Der Kommunismus, erinnere ich höflich, gilt Marx als derjenige Zustand des Gemeinwesens, da alle Grundbedürfnisse befriedigt sind und jenseits der materiellen Produktion das „Reich der Freiheit“ beginnt, darin jeglicher, statt einen Beruf, mehrerlei Beschäftigungen lustvoll kenntnisreich nachgeht; ganz marxistisch bestand Leising damals darauf, kein Dichter zu sein, sondern jemand, der auch dichtet. 1975 freilich, als seine Gedichtsammlung Poesiealbum 97 in der DDR herauskam, war die jugendliche Gewißheit dahin; es hieß nun
Der Mensch lebt nicht von Brot allein
Es müßte ganz schnell Kommunismus sein.
− die Utopie wird als Nirgend-Ort kenntlich gemacht, gleichwohl als Ideal hochgehalten. Was aber 1990, da Langewiesche-Brandt unter dem Titel Gebrochen deutsch die fünfunddreißig Gedichte umfassende bibliophile Gesamtausgabe vorbereitete? „Kommunismus“ war als Schimpfwort zerredet, der eigene Erläuterer mochte Richard nicht werden; andererseits, mag er in seinem Herzen „voll fröhlicher Kälte“ – die Formel ist von 1967 – erwogen haben, war es schade um das schöne Gebilde, und ein Chemnitzer Sachse läßt nichts umkommen. So daß er, Meister Hegel folgend, die Schlußstrophe aufhob (bewahrte, annihilierte, auf höhere Stufe lüpfte); die Fassung letzter Hand lautet
Der Mensch lebt nicht von Brot allein
Aber es muß da sein.
(mit dem Akzent auf „da“): Richard war, bei aller Liebenswürdigkeit im Umgang, einer der dickköpfigsten Menschen dieser Erde, die Nachwelt verdankt seiner Sturheit die kürzeste und vollständigste Beschreibung einer wünschenswerten Menschheitsverfassung, die sich denken läßt.

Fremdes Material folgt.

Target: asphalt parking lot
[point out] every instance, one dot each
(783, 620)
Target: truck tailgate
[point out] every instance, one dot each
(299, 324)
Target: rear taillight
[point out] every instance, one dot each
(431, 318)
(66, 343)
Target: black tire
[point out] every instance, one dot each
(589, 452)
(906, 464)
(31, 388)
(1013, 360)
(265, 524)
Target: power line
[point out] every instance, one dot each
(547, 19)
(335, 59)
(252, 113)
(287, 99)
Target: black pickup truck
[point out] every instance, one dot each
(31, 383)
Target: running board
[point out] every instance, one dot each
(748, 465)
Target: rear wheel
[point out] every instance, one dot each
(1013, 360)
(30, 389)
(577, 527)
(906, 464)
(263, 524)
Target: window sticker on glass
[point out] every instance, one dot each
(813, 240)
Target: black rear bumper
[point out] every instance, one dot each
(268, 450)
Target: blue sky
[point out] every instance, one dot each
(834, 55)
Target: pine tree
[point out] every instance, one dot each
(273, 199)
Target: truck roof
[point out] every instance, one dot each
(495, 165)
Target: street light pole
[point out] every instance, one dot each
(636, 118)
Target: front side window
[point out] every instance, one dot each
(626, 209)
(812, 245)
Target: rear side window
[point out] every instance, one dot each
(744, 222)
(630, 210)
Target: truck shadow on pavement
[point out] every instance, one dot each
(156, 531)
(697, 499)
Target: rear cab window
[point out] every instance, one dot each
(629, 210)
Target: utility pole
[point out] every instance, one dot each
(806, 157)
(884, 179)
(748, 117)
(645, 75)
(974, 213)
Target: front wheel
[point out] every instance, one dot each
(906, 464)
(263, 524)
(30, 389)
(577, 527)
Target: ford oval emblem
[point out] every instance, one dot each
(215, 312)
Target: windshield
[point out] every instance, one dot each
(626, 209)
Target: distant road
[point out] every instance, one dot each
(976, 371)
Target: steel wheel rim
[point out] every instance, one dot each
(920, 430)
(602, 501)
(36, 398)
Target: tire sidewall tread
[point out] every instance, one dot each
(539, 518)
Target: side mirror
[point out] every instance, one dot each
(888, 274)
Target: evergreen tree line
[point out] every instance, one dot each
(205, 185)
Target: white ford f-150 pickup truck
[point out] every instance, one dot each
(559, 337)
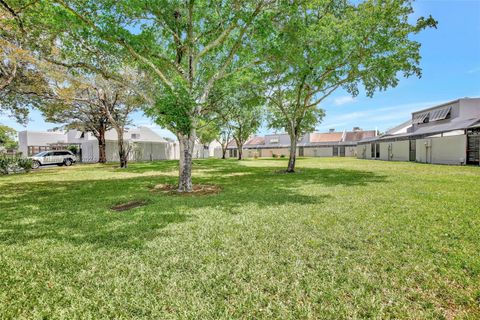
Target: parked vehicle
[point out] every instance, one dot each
(58, 157)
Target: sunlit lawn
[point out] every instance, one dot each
(343, 238)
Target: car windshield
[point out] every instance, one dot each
(41, 154)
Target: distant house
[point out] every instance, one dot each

Man rechnet Leising, mit Recht, zur sächsischen Dichterschule. Deren Kennmale sind, meint ein Freund, „Sanguinik, Weltbezug, Handwerksernst“ und „Bestehen auf Vernunft“: Nur der Genußfähige vermag Schönheit zu erkennen und hervorzubringen; das Alltägliche ist kunstwürdig wie die Phantasie, die aus ihm blüht; Gedichte bestehen aus Versen, nicht aus Wörtern; wer angesichts der Welträtsel Schweigen für verdienstvoll hält, soll, statt zu erzählen er schweige, schweigen. Anders als seine Kollegen Volker Braun, Adolf Endler, Karl Mickel aber hat Richard Leising einen Personalstil nie entwickelt, sondern jeden Text gleichsam vom poetischen Urgrund her frisch erfunden. Gröbliches steht neben Zartem, politisch Ironisches neben gelassen schwingender Betrachtung; es ist seltsam zu lesen, wie die Gedichte gleichwohl zueinander gehören und miteinander, und zu uns, über die Zeiten weg reden.
Rainer Kirsch, Juni 1997
LEISING
Du kannst dich selber nicht tragen
Du hast alles satt
Trägst dein Kindergesicht wie ein König
Der alle Reiche verloren hat.
Kratzt
Schreibst mit Kinderschrift
Kreide auf Stein
Höhlenzeichen am Mauerrand ein.
Fällt ein Pferd um trägst du den Wagen.